A quick hop across the way to Emo's proper brings me face-to-face with a UK band known as Field Music. These guys have generated serious buzz based on their studio recordings, which I haven't heard but which have been likened to Steely Dan in terms of sophistication and musical proficiency. Unfortunately, not one of these qualities is on display tonight. Instead, the youthful three-piece seems tentative, totally screwing up the count-in of their first song and never quite regaining equilibrium. What's most striking about their set is how much their minimal guitar-drums-keyboard sound seems to echo Austin's biggest local success story of 2005, Spoon. Imagine traveling from England to Texas just to do a Spoon imitation at Emo's. The mind boggles.

A quick run by Stubb's confirms my suspicion that there is no way in hell I'm gonna try to force my way into the Matador Records showcase, packed to the gills as it is with the anyone-who's-anyone crowd. I stand on the sidewalk and listen to Canadian sensations the New Pornographers perform their perfect pop songs to nearly Cheap Trick at Budokan-like screams of adulation. Good for them, but I can see that my help is not needed here.
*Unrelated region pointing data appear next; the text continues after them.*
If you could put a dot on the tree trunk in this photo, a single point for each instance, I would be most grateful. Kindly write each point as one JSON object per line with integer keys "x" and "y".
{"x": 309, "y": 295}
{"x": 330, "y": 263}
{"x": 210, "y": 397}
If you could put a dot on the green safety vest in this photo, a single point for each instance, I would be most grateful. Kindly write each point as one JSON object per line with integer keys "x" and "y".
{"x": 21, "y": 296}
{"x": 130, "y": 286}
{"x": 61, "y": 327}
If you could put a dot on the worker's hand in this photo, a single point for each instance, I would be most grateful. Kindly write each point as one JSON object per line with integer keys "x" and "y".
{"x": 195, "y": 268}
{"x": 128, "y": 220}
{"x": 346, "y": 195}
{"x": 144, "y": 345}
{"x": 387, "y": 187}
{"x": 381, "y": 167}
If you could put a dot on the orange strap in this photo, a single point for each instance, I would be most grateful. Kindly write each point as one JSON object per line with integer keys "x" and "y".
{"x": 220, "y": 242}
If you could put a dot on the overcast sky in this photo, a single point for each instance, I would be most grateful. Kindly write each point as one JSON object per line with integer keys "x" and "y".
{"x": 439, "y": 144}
Instead I head over to Club One-15, where the Dirty South is being represented hard-core to a crowd consisting of only the most elitely blunted and exquisitely pimped out. I figure this is my best chance to catch up with my co-blogger, John Nova Lomax, who wandered off in a haze several hours earlier, but no dice. Instead I nod my head in solitude.
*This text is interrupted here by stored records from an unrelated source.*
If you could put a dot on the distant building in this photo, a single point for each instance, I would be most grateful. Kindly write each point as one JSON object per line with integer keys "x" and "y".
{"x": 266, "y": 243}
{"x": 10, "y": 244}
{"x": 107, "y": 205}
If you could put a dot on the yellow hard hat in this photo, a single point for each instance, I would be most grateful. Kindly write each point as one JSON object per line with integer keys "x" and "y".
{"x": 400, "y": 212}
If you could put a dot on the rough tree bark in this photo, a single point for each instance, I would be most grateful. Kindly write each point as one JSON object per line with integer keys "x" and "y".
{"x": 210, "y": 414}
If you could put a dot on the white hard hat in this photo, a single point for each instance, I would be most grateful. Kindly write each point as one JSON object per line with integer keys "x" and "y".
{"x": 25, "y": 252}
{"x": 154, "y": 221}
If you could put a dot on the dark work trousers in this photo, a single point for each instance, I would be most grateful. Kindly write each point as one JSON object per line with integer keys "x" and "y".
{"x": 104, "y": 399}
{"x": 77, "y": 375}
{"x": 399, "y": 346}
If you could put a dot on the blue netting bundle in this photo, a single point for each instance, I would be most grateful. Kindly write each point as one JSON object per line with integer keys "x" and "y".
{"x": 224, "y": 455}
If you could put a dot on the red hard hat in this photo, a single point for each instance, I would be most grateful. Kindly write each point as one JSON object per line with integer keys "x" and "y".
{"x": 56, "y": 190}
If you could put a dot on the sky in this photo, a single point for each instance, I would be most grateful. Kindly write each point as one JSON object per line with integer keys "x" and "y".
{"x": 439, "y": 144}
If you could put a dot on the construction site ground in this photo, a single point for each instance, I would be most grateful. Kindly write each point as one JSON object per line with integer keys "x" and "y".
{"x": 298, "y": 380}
I spend the wee hours as Wednesday edges into Thursday at the out-of-the-way Karma Lounge, a noir-et-rouge-schemed place lined with swanky couches, which looks like nothing so much as David Lynch's idea of a makeout club. This is a perfect setting for the Weird Weeds, whose chamber-cabaret-noise musings seem even spookier and more sensual for the surroundings. "I wonder what Belle and Sebastian are playing right now," says Weeds drummer-vocalist Nick Hennies sardonically to the sparse crowd. The Weeds are followed by Washington, D.C.'s exquisitely emotional Gena Rowlands Band, whose singer, Bob Massey, visibly draws tears from more than one rapt listener with his unironic tales of media-saturated heartache. At the beginning of the set, Massey asks the audience to step a little closer. "We're a real quiet band and we'll put you right to sleep on those couches," he says. For the last song, he asks us to move nearer still and sings "Mercy," completely off microphone, while his bandmates chime in behind with simple yet uncanny gospel-tinged harmonies. For the few of us there, it is almost unbearably intimate -- and a perfect, whispered finale to a frenzied day.